Jansen’s otherworldly two-hour journeys could count as mini-holidays as well. Treatments are customized and often incorporate massage, cupping and a post-treatment salt soak amid jasmine and lemon balm in the outdoor garden. Finding and releasing energetic blocks is a key focus. “We’re vibrational beings, and I can feel when a body is vibrating in an off way, so I’ll use different techniques to subtly shift it back to a place of balance,” says Jansen. A few of her mystical tools: handcrafted herbal- and crystal-infused skincare, alchemy bowls and a monochord tuned to the key of A. “It creates a soft vibration that helps with emotional release and relates to the third eye chakra.”

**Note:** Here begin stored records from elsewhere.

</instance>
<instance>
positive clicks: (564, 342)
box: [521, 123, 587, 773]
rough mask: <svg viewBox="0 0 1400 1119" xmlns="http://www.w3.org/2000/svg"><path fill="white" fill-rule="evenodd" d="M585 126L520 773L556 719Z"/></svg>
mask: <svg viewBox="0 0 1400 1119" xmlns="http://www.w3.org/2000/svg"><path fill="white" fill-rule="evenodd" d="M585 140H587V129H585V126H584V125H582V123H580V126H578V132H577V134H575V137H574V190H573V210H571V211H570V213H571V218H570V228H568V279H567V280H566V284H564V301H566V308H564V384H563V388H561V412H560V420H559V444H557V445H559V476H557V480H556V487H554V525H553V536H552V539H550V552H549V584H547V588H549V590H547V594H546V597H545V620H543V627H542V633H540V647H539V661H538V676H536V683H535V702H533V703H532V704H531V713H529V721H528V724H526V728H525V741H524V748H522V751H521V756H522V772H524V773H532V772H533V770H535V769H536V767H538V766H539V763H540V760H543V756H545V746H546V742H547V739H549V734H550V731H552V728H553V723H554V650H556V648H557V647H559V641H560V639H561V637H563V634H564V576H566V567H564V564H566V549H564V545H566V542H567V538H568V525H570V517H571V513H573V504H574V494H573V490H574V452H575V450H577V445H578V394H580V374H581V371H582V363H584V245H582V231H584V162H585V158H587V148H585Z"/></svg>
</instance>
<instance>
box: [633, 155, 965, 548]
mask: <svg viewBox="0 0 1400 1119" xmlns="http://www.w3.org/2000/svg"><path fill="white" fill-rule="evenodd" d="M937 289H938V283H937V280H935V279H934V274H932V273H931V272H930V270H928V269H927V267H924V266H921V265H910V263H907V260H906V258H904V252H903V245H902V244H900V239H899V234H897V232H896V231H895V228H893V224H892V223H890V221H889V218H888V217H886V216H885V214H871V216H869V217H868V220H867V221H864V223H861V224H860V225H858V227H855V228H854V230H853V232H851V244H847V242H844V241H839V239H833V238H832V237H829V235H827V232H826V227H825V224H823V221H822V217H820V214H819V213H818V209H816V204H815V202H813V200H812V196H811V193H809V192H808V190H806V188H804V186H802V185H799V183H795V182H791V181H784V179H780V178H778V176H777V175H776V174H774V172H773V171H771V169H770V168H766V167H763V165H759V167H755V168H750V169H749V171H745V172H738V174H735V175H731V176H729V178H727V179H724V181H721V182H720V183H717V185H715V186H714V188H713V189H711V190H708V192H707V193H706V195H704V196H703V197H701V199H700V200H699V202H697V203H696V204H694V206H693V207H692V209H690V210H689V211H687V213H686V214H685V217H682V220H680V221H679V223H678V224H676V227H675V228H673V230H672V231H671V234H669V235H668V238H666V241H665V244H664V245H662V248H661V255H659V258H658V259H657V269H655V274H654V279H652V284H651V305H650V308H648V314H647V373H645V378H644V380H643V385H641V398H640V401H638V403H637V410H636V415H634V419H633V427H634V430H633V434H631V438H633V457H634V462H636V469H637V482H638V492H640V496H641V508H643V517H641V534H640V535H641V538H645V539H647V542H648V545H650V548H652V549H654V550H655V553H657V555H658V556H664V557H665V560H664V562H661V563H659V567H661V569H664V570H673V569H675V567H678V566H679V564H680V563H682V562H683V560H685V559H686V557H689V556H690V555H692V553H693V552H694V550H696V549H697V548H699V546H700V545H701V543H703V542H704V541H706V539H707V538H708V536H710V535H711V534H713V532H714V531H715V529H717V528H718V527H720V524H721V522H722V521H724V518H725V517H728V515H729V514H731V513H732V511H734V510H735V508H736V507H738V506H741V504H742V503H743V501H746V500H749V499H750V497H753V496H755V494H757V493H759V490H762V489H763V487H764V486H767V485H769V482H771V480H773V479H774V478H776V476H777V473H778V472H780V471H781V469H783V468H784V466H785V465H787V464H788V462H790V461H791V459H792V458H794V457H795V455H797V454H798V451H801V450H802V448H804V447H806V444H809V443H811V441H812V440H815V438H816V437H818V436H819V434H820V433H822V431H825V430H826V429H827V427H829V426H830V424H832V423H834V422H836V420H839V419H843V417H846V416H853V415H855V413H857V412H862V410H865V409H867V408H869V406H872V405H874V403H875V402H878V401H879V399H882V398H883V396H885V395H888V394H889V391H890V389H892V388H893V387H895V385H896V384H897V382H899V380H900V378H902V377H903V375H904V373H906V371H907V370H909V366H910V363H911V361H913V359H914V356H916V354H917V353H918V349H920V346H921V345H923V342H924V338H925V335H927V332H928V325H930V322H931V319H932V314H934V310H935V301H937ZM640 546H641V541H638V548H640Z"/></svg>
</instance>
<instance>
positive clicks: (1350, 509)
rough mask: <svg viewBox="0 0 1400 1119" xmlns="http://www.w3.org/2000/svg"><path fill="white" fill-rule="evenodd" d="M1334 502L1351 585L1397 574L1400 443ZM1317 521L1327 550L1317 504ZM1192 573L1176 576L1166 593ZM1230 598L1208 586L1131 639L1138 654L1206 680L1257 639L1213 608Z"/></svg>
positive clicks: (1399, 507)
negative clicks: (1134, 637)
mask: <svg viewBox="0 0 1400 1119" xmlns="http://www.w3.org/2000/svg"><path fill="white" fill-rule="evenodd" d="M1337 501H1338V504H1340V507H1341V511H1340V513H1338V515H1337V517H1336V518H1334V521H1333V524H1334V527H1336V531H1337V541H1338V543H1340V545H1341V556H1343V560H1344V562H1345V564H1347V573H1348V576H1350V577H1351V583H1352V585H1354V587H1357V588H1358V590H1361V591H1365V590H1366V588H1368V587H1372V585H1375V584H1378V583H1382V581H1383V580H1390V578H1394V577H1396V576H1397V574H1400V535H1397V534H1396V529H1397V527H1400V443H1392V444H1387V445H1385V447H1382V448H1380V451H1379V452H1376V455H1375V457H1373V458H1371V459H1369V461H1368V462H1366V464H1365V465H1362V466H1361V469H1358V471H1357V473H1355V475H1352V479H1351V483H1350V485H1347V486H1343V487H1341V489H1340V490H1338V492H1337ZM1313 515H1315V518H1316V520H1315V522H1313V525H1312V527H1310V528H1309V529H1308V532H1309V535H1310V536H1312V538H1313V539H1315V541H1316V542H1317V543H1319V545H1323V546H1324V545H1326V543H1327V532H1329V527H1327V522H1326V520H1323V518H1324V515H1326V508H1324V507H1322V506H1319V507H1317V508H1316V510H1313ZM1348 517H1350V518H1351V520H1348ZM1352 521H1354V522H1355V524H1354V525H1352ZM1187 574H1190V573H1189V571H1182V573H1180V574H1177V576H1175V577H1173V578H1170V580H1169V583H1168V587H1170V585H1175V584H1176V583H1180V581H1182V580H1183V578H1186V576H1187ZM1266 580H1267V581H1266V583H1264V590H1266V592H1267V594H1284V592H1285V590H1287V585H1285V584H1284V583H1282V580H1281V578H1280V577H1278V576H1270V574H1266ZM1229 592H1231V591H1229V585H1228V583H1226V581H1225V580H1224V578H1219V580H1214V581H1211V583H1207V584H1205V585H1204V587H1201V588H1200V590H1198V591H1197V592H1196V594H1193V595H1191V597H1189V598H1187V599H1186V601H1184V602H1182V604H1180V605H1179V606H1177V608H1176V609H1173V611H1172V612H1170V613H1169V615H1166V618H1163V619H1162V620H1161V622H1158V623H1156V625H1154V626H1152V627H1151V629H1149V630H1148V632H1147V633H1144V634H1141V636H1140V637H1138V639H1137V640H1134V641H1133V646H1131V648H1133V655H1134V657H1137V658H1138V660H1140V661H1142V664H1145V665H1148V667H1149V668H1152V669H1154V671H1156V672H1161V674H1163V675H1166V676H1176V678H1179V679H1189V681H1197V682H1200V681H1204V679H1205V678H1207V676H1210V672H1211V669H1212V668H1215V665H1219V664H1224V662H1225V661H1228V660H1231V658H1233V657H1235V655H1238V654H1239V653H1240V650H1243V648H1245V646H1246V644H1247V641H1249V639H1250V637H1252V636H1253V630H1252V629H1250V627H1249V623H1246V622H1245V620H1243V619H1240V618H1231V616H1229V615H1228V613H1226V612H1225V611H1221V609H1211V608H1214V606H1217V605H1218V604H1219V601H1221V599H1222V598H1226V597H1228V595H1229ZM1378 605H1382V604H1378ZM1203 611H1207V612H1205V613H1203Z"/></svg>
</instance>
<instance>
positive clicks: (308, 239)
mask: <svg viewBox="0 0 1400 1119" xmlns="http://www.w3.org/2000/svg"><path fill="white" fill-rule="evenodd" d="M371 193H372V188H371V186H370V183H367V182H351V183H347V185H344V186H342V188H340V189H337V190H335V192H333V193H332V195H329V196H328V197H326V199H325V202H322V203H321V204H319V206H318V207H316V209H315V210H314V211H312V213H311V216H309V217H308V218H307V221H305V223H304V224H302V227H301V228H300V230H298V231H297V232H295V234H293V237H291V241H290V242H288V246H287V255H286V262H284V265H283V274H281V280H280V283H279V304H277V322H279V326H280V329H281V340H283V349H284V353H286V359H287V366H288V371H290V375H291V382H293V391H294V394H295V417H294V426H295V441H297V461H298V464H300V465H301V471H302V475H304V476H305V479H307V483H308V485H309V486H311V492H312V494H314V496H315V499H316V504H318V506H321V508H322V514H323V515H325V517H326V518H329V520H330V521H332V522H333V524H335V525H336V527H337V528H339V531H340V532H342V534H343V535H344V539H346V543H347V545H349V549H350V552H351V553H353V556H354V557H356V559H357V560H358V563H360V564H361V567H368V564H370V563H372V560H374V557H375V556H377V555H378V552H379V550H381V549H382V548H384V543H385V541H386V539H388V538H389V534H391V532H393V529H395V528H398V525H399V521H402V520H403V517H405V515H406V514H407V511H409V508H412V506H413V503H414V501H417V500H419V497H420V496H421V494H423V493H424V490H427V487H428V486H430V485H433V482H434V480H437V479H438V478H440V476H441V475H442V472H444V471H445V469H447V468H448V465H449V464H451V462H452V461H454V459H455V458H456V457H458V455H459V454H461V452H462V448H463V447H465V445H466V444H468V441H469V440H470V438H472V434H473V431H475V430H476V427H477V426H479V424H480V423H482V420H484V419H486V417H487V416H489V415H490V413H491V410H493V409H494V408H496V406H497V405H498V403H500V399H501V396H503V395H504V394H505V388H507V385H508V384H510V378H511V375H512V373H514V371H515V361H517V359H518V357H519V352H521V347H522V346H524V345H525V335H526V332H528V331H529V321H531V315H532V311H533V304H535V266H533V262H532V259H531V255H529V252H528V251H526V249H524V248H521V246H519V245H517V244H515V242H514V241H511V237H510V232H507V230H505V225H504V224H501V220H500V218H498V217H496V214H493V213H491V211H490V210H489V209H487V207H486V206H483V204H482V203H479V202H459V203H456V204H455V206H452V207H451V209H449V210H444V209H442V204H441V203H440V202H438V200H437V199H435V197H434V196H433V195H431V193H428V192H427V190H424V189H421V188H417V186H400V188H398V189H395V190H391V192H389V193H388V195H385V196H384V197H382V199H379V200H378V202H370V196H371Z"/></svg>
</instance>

“It’s a sign that people want it. These things are going more mainstream because times are changing.”

If you’re skeptical about crystal healing, results may be in the eye of the beholder. “I can’t say that [using] crystals as an infusing agent will have any impact on the skin, but it’s not impossible,” says Dr. Robert Anolik, a Manhattan-based dermatologist. “The placebo effect could be playing a role. Or maybe there is something to it that no one has been able to demonstrate effect­ively yet.” Either way, such mind-body nurturing makes basic body wraps and facials feel, well, basic. Still, healing stones, shamans and 120-minute spa escapes? These can seem like a stretch in today’s world. But proponents say that’s precisely why they’re needed. The downside to so much digital connectivity can be a disconnection to the self. The Spa at the Mandarin Oriental recently instituted a Digital Wellness treatment using stones (shungite and black tourmaline) said to help protect the body from electromagnetic radiation. “It’s part of our global initiative to help guests manage their relationship to technology and the stress that can come with it,” says Virginia Lara, spa director at the Mandarin Oriental Boston.

One thing is certain: Crystals and the like are res­onating. Smudge sprays have turned up at Walmart. Free People stocks amethyst combs and blue sodalite face rollers. Neiman Marcus sells Girl Undiscovered crystal skincare. And spas in Snowmass (Viceroy), near Aspen, and Denver (Spa Vital) feature balancing treatments using Kailo Organic Chakra Therapy products. But will saturation dim the allure? Kritzer thinks not: “It’s a sign that people want it. These things are going more mainstream because times are changing.”